Fig. 2.

hHILPDA inhibits hATGL and mATGL under basal and CGI-58 stimulated conditions. A: Coommassie stained SDS-PAGE gel of purified smt3-HILPDA fusion protein (22 kDa). B–E: Activity assays were performed in the absence and presence (indicated by an asterisk, i.e., hATGL*) of 1 μg purified CGI-58. Twenty-five micrograms of ATGL lysates and 5 μg of purified HILPDA were used in all assays. Five micrograms of purified hG0S2 or 5 μg of purified smt3 were used wherever it is specified. Values corresponding to 100% ATGL activity upon activation with CGI-58 (i.e., hATGL*) are mentioned in parentheses below.
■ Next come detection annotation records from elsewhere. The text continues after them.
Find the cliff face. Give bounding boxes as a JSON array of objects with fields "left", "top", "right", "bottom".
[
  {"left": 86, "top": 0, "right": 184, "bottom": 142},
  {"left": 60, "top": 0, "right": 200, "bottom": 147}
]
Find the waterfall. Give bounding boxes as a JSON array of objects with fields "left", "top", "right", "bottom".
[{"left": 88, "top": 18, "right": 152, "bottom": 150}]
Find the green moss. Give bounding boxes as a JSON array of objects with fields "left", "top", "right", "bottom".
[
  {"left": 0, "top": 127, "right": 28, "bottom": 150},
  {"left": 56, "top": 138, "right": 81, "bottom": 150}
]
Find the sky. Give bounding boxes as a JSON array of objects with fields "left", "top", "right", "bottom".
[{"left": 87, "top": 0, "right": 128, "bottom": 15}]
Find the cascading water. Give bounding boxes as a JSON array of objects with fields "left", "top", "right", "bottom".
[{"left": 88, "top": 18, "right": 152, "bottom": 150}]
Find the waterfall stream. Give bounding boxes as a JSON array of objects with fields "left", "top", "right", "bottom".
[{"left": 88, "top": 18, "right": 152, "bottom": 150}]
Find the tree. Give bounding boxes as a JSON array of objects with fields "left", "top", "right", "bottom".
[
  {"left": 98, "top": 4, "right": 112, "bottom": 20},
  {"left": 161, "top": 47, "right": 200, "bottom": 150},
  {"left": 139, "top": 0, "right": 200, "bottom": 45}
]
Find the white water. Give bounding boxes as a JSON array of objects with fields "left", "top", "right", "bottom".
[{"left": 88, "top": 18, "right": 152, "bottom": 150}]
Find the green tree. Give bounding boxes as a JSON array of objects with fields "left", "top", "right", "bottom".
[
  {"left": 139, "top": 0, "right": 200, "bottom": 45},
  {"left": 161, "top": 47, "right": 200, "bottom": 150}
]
TGH activity of bacterial cell lysates expressing human [343 nmol FA/h*mg protein (B)] or mouse [635 nmol FA/h*mg protein (C)] ATGL288 in the absence or presence of purified CGI-58, HILPDA, or smt3. TGH activity of HEK293 cell lysates expressing human [634 nmol FA/h*mg protein (D)] and mouse [638 nmol FA/h*mg protein (E)] ATGL in the absence and presence of purified CGI-58, HILPDA, or smt3. F: HEK293 cell lysates coexpressing mATGL and HILPDA were tested for TGH activity levels under basal and CGI-58-stimulated conditions. HEK293 cell lysates coexpressing mATGL (395 nmol FA/h*mg protein) and hG0S2 or empty vector served as controls. Statistical significance in comparison with ATGL* (white bar) was assigned according to the scheme: *P < 0.05, **P < 0.01, ***P < 0.001 representing three independent experiments. ns, not significant.